Big Data, Analytics, and Privacy: Do No Harm
Part 2 in an ongoing series on data privacy.
You may be wondering why all the focus on data privacy? I mean, since PatternBuilders is an analytics solution provider one might think that we should be leading the charge towards data transparency. And we are.
But you cannot have a discussion about big data and analytics without also considering data privacy. In a recent article in Mashable, Alistair Croll asks “Who owns your data?” Now, you may remember that in a previous post I said that “you” own your data and I stand by that statement. But Alistair has a point:
“But as we use the Internet for “free,” we have to remember that if we’re not paying for something, we’re not the customer. We are in fact the product being sold — or, more specifically, our data is.”
Words to “surf” by.
But for any company in the big data and big analytics space, that is just one layer of privacy we need to consider. The other is far more pervasive, confusing, and ever-changing. The data sets or sources we encounter on a daily basis for analysis purposes were gathered from somewhere for some purpose and with some assumption, at its most granular level, of privacy.
That is why we have a privacy code of conduct. It is equally quite simple and quite clear: Do No Harm. Why harm as opposed to borrowing one of Google’s business philosophy tenets “You can make money without doing evil?”
Well, to us do no evil implies purposeful intent. Harm, on the other hand, reminds us that data collection and use is amorphous and that we as a company in this business must constantly ask ourselves the following questions:
- How was the data collected?
- What is its intended use?
- What do we need to do within our offering to ensure that we adhere to this policy?
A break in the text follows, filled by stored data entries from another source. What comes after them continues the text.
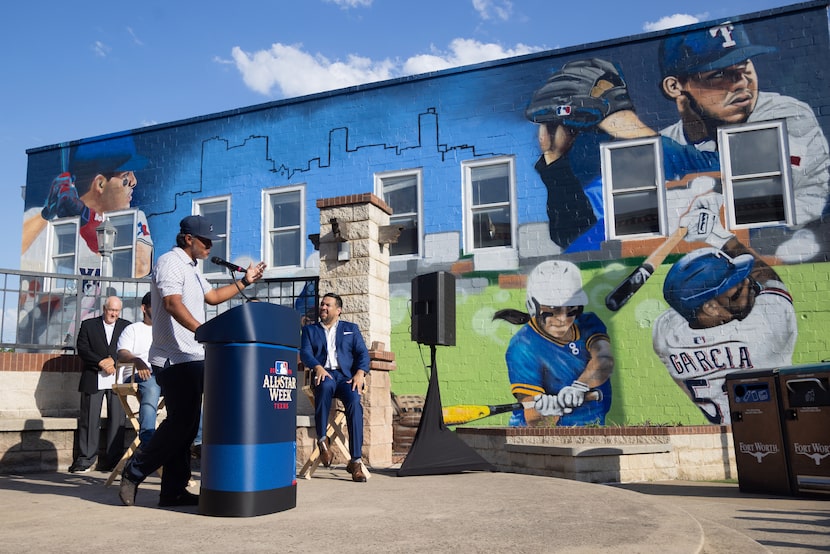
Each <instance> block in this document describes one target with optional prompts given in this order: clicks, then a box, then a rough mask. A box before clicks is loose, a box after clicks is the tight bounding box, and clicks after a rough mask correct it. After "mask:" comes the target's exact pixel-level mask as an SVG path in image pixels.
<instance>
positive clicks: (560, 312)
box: [539, 306, 580, 319]
mask: <svg viewBox="0 0 830 554" xmlns="http://www.w3.org/2000/svg"><path fill="white" fill-rule="evenodd" d="M579 310H580V307H579V306H556V307H549V306H545V309H544V310H543V311H540V312H539V317H540V318H542V319H547V318H549V317H562V316H563V315H564V316H565V317H576V316H578V315H579Z"/></svg>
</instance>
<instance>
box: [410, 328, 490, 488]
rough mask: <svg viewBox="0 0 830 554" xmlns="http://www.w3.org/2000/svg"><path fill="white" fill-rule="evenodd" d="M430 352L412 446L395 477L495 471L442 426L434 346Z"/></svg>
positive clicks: (410, 448)
mask: <svg viewBox="0 0 830 554" xmlns="http://www.w3.org/2000/svg"><path fill="white" fill-rule="evenodd" d="M430 350H431V352H430V359H431V372H430V378H429V387H428V388H427V396H426V399H425V400H424V411H423V412H422V413H421V421H420V423H419V424H418V430H417V431H416V433H415V440H414V441H413V442H412V447H411V448H410V449H409V453H408V454H407V455H406V459H404V461H403V463H402V464H401V468H400V469H399V470H398V477H407V476H412V475H443V474H448V473H461V472H464V471H496V468H495V467H494V466H493V465H492V464H490V463H489V462H488V461H487V460H485V459H484V458H482V457H481V455H480V454H479V453H478V452H476V451H475V450H474V449H473V448H472V447H470V446H469V445H468V444H467V443H465V442H464V441H463V440H461V439H460V438H459V437H458V435H456V434H455V432H453V431H450V430H449V429H447V426H446V425H444V411H443V408H442V406H441V390H440V388H439V386H438V369H437V366H436V363H435V345H434V344H433V345H430Z"/></svg>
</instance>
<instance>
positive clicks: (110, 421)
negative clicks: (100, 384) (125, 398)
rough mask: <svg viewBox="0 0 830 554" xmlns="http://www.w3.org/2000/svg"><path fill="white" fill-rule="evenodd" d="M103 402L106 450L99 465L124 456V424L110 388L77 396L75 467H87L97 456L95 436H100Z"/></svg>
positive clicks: (118, 400)
mask: <svg viewBox="0 0 830 554" xmlns="http://www.w3.org/2000/svg"><path fill="white" fill-rule="evenodd" d="M104 398H106V400H107V447H106V450H105V453H104V455H105V459H103V460H100V461H99V462H100V463H99V464H98V465H99V466H101V467H102V468H104V469H107V468H110V467H112V466H114V465H115V464H117V463H118V460H119V459H120V458H121V455H122V454H123V453H124V422H125V421H126V417H127V416H126V414H125V413H124V408H123V407H122V406H121V401H120V400H118V395H116V394H115V392H113V391H112V390H111V389H110V390H107V389H104V390H99V391H97V392H93V393H86V392H82V393H81V413H80V416H79V418H78V457H77V458H75V464H74V465H77V466H80V467H91V466H92V464H93V463H95V459H96V458H97V457H98V446H99V443H100V441H99V437H100V436H101V429H100V427H101V405H102V404H103V402H104Z"/></svg>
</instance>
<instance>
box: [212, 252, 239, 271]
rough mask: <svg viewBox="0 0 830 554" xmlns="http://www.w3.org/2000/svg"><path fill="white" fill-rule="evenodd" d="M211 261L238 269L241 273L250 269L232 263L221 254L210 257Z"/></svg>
mask: <svg viewBox="0 0 830 554" xmlns="http://www.w3.org/2000/svg"><path fill="white" fill-rule="evenodd" d="M210 261H211V262H213V263H215V264H216V265H221V266H224V267H227V268H228V269H230V270H231V271H238V272H240V273H245V272H246V271H248V270H247V269H245V268H244V267H242V266H238V265H236V264H232V263H230V262H229V261H227V260H223V259H222V258H220V257H219V256H213V257H212V258H211V259H210Z"/></svg>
Our Do No Harm privacy code of conduct comes into play when we cannot definitively answer these questions. Considering the amount of data sets available as well as the increased use of web scraping as a data collection method and companies, like Rapleaf, that are in the business of finding out all they can about “you” and then selling that data to others, we often find ourselves in the position of trying to determine whether some of the data we are working with may infringe upon an individual’s privacy. If this is the case, we have two options: anonymize the data (our next post will address how we technically do this) or don’t use it at all. Our decision is usually based on what we perceive to be the harm.
Huh? You might be thinking that this is about as clear as mud but here’s a case in point. Consider the WikiLeaks release of 250,000 U.S. diplomatic cables. For now, let’s put aside where you (or I) stand on the individual’s right to privacy versus the state’s right to secrecy. Let’s just consider the data set. We are always looking for interesting data sets that we can aggregate with others and then use to illustrate the power of analytics. For our purposes, the cables were a perfect choice. There was just one problem that we kept circling back to: our fear of doing harm because we were not at all sure how the information was collected and whether sensitive information had been redacted. How can you anonymize something when you don’t know what privacy issues need to be addressed? In the end, our decision was easy to make: we did not use the data set.
As a company in the Big Data and Big Analytics space, we deal with the issue of privacy every day. And we should because if we don’t, who will? There’s plenty of opinion on how privacy is going to play out in this space with some arguing for government regulation, others arguing for self-regulation, and even others arguing that those of us who use the Internet will force a standard of conduct for data privacy. I am not sure how this is all going to play out. That being said, I am sure that PatternBuilders will Do No Harm.